Looking at our handicap, we're of roughly the same skill level.  I have no business firing at a flag if its tucked into a corner or the green, protected by bunkers and heavy rough.  Hit to the center of the green and two putt for par.  Even if you're putting horribly that day and three putt, you're looking at bogey and not double or triple.

 

As Clint Eastwood said in Magnum Force would have said, "A man's got to know his limitations."

post #71 of 97
Quote:
Originally Posted by Cool Breeze View Post
 

Flag position shouldn't turn a birdie opportunity into a double or triple bogey.
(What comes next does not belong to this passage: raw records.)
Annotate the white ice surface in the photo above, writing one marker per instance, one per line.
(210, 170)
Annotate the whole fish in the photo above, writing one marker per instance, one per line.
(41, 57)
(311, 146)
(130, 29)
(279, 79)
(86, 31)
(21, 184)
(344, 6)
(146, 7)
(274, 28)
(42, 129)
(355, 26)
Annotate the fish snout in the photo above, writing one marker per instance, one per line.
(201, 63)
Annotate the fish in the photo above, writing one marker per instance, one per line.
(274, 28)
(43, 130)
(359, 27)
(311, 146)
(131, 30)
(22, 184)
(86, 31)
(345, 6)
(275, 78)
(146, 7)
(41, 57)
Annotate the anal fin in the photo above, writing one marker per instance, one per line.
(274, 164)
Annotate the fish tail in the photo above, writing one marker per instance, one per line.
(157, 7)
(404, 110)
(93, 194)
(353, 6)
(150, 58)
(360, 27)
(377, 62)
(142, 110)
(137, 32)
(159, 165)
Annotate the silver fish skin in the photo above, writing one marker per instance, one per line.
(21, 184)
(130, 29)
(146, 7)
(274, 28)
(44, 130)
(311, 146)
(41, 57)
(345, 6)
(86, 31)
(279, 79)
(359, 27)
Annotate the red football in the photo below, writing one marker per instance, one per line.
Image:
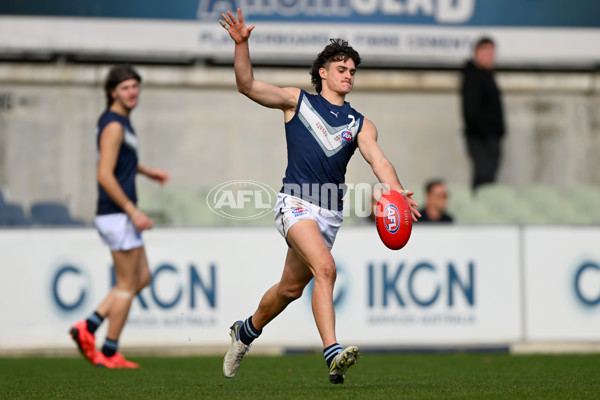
(393, 220)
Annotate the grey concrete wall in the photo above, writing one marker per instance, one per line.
(192, 122)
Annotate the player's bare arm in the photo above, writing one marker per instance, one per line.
(110, 142)
(382, 168)
(156, 174)
(261, 92)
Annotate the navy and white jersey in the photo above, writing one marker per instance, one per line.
(126, 166)
(321, 139)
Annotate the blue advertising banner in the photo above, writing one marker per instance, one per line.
(468, 13)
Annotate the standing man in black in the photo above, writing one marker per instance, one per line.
(482, 112)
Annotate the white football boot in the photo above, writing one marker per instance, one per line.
(237, 351)
(340, 364)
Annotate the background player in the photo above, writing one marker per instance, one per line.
(322, 133)
(118, 220)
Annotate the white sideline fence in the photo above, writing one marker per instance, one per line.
(463, 287)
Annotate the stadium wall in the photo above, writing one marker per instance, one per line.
(192, 122)
(451, 287)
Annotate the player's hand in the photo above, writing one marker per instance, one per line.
(236, 28)
(159, 175)
(141, 221)
(412, 205)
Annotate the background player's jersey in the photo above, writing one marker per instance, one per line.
(127, 163)
(321, 139)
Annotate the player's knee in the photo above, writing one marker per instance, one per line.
(144, 281)
(290, 293)
(325, 271)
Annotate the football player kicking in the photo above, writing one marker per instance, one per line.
(322, 132)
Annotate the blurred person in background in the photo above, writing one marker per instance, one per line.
(322, 133)
(482, 113)
(436, 201)
(118, 220)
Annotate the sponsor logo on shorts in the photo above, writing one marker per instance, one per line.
(346, 138)
(299, 211)
(391, 218)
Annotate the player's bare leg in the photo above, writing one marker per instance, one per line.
(296, 275)
(305, 238)
(132, 274)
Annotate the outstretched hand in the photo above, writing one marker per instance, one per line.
(412, 205)
(236, 28)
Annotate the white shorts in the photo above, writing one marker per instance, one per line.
(291, 209)
(118, 231)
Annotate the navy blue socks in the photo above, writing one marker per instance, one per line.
(110, 347)
(93, 322)
(248, 332)
(330, 352)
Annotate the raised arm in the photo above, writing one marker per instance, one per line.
(382, 168)
(261, 92)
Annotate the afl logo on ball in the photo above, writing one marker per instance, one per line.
(391, 218)
(346, 138)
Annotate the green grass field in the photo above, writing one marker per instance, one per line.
(376, 376)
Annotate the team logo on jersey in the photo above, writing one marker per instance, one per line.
(346, 138)
(299, 211)
(391, 218)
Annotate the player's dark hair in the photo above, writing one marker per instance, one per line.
(483, 41)
(337, 50)
(434, 182)
(116, 75)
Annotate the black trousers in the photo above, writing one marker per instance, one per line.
(485, 157)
Looking at our handicap, we're of roughly the same skill level.  I have no business firing at a flag if its tucked into a corner or the green, protected by bunkers and heavy rough.  Hit to the center of the green and two putt for par.  Even if you're putting horribly that day and three putt, you're looking at bogey and not double or triple.

 

As Clint Eastwood said in Magnum Force would have said, "A man's got to know his limitations."
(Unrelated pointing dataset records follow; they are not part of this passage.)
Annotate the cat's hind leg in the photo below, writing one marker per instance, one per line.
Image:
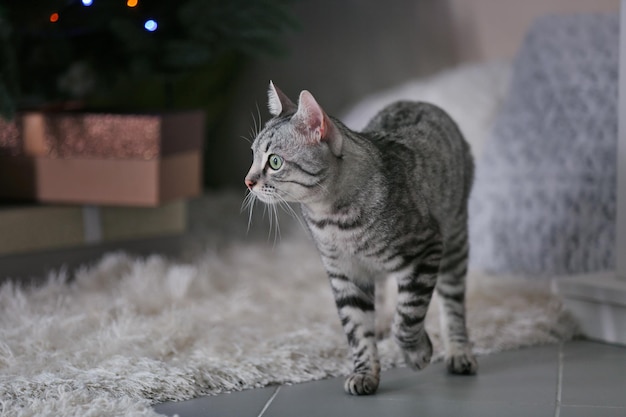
(416, 282)
(451, 291)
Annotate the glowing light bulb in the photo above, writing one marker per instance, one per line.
(150, 25)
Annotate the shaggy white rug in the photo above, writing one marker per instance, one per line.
(127, 333)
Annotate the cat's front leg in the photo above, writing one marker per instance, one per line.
(355, 305)
(416, 283)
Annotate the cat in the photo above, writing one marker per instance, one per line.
(387, 202)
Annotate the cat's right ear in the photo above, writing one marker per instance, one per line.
(278, 102)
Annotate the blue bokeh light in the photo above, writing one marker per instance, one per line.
(150, 25)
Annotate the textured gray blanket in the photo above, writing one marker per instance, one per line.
(544, 196)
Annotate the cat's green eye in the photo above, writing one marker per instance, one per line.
(275, 162)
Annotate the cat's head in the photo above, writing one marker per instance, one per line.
(296, 153)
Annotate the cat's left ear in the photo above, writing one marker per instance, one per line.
(278, 102)
(316, 124)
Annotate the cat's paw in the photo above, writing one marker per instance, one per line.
(383, 330)
(419, 357)
(461, 361)
(361, 384)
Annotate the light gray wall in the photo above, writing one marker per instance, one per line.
(344, 50)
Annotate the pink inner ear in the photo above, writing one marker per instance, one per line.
(312, 115)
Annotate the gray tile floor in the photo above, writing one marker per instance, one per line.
(576, 379)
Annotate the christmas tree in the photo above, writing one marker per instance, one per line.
(130, 52)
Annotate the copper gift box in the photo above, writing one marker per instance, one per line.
(103, 159)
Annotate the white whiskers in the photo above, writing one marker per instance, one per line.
(272, 201)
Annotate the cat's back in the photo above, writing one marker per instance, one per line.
(410, 117)
(420, 141)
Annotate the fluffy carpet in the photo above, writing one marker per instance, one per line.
(127, 333)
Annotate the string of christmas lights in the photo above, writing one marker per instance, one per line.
(149, 25)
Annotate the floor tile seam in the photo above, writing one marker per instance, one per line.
(269, 401)
(609, 407)
(559, 383)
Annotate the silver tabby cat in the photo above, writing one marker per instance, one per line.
(387, 202)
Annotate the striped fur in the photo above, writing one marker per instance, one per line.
(388, 202)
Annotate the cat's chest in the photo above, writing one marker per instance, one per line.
(347, 236)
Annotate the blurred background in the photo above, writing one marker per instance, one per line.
(126, 120)
(219, 56)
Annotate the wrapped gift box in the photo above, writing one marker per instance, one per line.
(105, 159)
(36, 228)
I agree, I don't fire at the flag but if the green has ridges and levels you have to land the ball on the right level.  If you land the ball too short you get to watch your ball roll back off the green and down the fairway if you go too deep you risk landing in a bunker or thick rough behind the green.   It's not the green alone that leads to a double or triple, there's plenty of fairway bunkers, trees and penal rough before you reach the green that can ruin your score before you get to the green.

post #72 of 97

1st hole......It doesn't effect me in the least.

 

I'll even extrapolate a little: 

The first 5 holes on my home track are holes you want play well because some very difficult holes are coming next!   If I do poorly on the first 5, it does effect me a little because I know I am in for a tough 'grind-it-out' kind of day, but I do not lose hope!!   I've started poorly on many occasions, but played well through the tough holes to "GUT OUT" a good round in the end.